Les auteurs estiment qu'il existe en effet "de plus en plus de preuves que nous approchons, voire avons déjà dépassé" certains des points de bascule qui pourraient entraîner le système climatique vers un changement dramatique et irrémédiable. Cela inclut la fonte des calottes glaciaires du Groenland et de l'Antarctique, qui pourrait être irréversible à l'échelle de plusieurs siècles, même si les émissions de CO2 étaient réduites.

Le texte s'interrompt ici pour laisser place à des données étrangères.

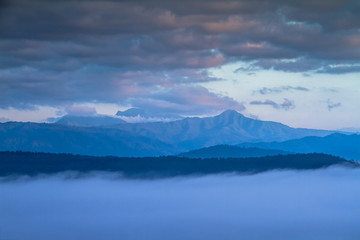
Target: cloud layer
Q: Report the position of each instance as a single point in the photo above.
(60, 52)
(318, 205)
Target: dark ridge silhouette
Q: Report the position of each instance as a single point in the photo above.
(346, 146)
(27, 163)
(228, 151)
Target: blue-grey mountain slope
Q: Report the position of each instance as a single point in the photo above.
(230, 128)
(228, 151)
(346, 146)
(89, 121)
(146, 139)
(55, 138)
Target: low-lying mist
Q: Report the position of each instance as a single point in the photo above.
(320, 204)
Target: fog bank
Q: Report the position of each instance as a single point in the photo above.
(321, 204)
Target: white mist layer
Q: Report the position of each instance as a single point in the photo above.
(323, 204)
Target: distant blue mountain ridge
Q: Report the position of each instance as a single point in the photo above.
(152, 138)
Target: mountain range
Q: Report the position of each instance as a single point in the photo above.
(167, 138)
(229, 151)
(347, 146)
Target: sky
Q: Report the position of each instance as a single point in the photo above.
(292, 61)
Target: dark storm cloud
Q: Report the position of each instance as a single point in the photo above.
(54, 52)
(286, 105)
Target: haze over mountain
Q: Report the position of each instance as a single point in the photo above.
(143, 115)
(346, 146)
(230, 127)
(89, 121)
(147, 139)
(25, 163)
(228, 151)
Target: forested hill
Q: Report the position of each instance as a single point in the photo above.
(26, 163)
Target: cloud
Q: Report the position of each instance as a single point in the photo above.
(185, 100)
(80, 110)
(286, 105)
(3, 119)
(274, 205)
(265, 90)
(63, 52)
(331, 105)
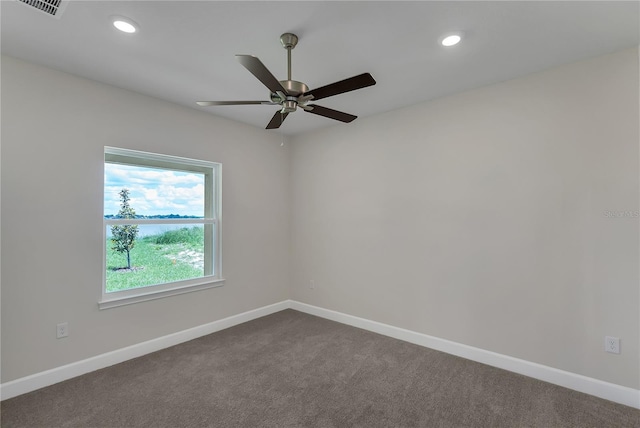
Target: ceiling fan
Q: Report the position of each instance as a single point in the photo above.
(291, 94)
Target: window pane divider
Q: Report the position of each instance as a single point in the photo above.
(115, 221)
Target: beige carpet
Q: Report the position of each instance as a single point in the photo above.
(291, 369)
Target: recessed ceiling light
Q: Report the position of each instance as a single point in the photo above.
(451, 39)
(124, 24)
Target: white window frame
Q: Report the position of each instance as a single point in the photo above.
(212, 223)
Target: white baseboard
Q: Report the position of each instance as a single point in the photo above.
(58, 374)
(608, 391)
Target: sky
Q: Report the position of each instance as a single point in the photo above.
(154, 191)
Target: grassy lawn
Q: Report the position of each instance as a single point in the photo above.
(172, 256)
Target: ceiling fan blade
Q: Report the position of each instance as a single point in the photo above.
(277, 120)
(346, 85)
(330, 113)
(232, 103)
(262, 73)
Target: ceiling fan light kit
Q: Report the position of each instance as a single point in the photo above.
(290, 94)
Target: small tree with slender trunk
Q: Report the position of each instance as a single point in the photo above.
(124, 236)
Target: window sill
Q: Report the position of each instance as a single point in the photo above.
(146, 295)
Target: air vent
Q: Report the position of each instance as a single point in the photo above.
(50, 7)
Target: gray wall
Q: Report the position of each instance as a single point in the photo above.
(54, 129)
(480, 218)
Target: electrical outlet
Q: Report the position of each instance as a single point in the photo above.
(62, 330)
(612, 344)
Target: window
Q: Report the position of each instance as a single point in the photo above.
(162, 226)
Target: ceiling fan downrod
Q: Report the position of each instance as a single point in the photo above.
(293, 88)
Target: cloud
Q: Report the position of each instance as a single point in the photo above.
(154, 191)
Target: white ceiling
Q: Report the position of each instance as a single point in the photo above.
(185, 50)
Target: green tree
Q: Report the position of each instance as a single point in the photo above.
(124, 236)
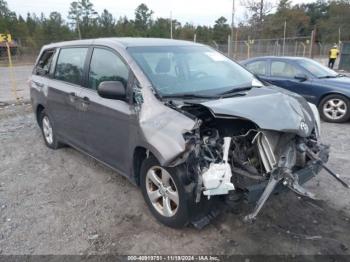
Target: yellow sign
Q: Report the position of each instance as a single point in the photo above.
(5, 38)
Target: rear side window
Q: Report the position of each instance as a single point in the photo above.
(258, 67)
(70, 65)
(43, 66)
(283, 69)
(106, 66)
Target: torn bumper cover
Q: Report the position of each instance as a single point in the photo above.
(312, 169)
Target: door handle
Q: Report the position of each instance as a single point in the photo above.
(72, 97)
(86, 100)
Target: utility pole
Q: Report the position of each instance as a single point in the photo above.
(78, 28)
(171, 24)
(284, 37)
(232, 28)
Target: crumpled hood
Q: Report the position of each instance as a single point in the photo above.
(268, 107)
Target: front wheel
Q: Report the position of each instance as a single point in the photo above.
(165, 193)
(335, 109)
(48, 131)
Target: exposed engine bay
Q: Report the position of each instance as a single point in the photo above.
(227, 155)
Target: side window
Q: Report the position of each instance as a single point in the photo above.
(43, 66)
(283, 69)
(70, 65)
(257, 67)
(106, 66)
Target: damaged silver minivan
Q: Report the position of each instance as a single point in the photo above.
(188, 125)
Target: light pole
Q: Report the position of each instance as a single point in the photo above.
(171, 24)
(232, 27)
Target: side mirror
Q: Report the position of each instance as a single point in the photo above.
(301, 77)
(112, 90)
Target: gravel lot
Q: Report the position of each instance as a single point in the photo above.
(62, 202)
(17, 77)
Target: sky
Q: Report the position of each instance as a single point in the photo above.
(197, 12)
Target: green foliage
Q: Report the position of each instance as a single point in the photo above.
(83, 21)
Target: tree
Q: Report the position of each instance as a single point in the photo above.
(221, 30)
(107, 24)
(84, 17)
(143, 18)
(257, 11)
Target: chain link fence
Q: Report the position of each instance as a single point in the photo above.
(291, 46)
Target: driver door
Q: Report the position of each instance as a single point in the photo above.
(284, 74)
(106, 121)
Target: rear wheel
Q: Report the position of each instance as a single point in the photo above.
(335, 109)
(48, 131)
(165, 193)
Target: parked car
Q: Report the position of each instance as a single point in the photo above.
(318, 84)
(185, 123)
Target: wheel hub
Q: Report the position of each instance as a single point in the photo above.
(335, 109)
(162, 191)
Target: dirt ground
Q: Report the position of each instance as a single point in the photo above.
(62, 202)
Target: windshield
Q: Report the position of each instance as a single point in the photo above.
(196, 70)
(316, 68)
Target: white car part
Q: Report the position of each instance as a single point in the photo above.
(317, 117)
(217, 179)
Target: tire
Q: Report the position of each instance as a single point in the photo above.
(47, 131)
(335, 109)
(168, 209)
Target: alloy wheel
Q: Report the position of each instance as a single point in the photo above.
(335, 109)
(162, 191)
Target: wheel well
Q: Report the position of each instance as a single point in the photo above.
(39, 109)
(140, 153)
(329, 94)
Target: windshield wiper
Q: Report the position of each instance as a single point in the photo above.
(329, 76)
(189, 96)
(235, 90)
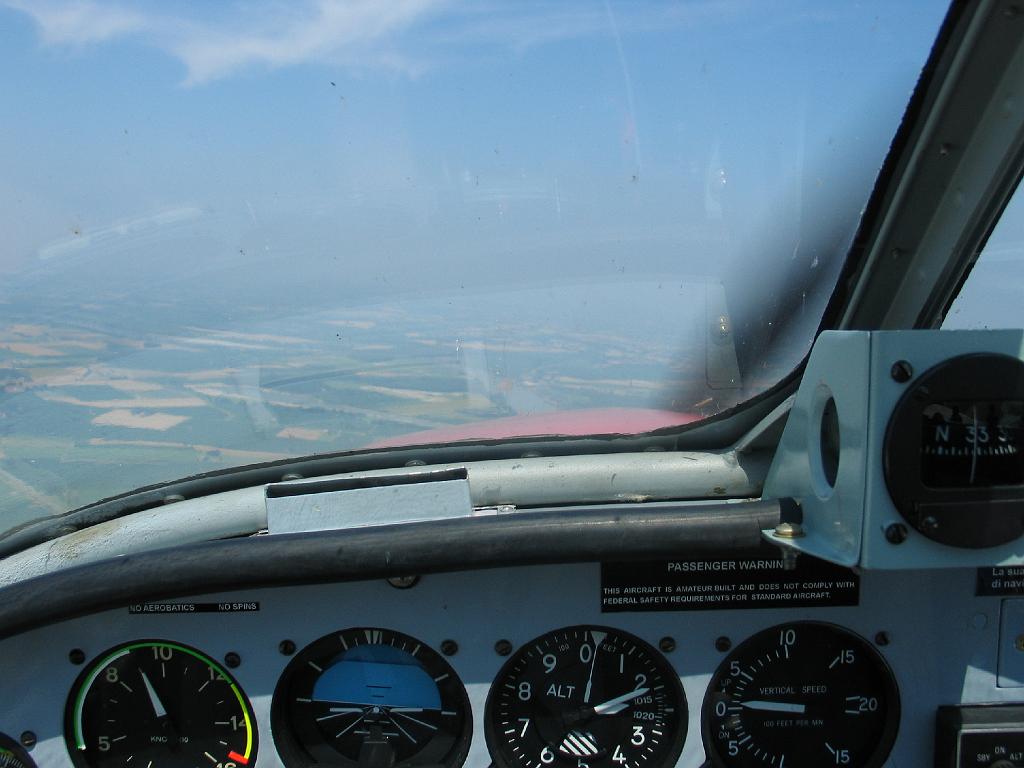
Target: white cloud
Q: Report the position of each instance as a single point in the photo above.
(79, 22)
(275, 35)
(219, 40)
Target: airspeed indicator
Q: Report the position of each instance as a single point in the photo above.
(586, 697)
(801, 695)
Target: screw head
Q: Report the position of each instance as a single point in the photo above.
(403, 583)
(901, 372)
(896, 534)
(790, 530)
(450, 647)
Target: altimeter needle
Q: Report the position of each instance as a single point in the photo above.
(598, 638)
(774, 707)
(158, 706)
(616, 705)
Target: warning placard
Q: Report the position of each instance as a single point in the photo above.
(1000, 582)
(756, 580)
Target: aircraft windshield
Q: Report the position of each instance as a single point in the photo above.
(243, 231)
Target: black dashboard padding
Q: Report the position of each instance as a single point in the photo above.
(578, 535)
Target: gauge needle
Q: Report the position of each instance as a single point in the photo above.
(158, 706)
(774, 707)
(598, 639)
(616, 705)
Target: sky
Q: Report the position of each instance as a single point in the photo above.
(541, 198)
(455, 134)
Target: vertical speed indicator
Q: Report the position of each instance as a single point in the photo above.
(586, 697)
(805, 694)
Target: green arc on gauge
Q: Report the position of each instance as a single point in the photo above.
(124, 650)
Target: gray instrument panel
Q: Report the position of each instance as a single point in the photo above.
(943, 645)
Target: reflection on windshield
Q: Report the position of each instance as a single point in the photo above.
(237, 232)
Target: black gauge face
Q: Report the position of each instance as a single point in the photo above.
(801, 695)
(953, 452)
(371, 697)
(11, 754)
(160, 705)
(586, 697)
(972, 443)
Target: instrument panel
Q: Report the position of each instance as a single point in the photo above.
(515, 668)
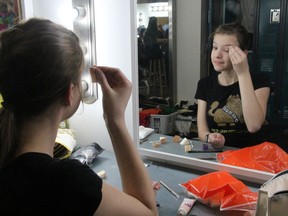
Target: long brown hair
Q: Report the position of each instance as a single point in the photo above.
(38, 61)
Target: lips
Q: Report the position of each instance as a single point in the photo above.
(218, 63)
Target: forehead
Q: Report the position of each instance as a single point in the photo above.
(225, 40)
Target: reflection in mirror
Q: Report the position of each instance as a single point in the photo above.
(212, 14)
(155, 44)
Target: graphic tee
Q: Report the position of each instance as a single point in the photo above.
(224, 109)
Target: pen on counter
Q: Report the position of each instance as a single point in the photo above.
(170, 190)
(205, 151)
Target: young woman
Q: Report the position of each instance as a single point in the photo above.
(40, 81)
(232, 102)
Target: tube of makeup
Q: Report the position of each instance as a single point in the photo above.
(185, 206)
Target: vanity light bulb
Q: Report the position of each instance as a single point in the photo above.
(84, 49)
(81, 12)
(84, 86)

"S'attaquer à la source : la surexploitation de la planète"

Autre point de non-retour possible pour les récifs coralliens menacés notamment par le réchauffement, et dont dépendent un demi-milliard de personnes. Les auteurs réclament des actions rapides radicales dans plusieurs domaines : éliminer les énergies fossiles, réduire la pollution, restaurer les écosystèmes, opter pour des régimes alimentaires basés sur les plantes, s'éloigner du modèle de croissance actuel et stabiliser la population mondiale.

"Nous devons arrêter de traiter l'urgence climatique comme un problème indépendant, le réchauffement n'est pas le seul problème de notre système Terre sous pression", a insisté William Ripple, de l'Université d'Etat de l'Oregon.  Selon lui, "les politiques pour combattre la crise climatique ou tout autre symptôme devraient s'attaquer à la source : la surexploitation de la planète par les humains".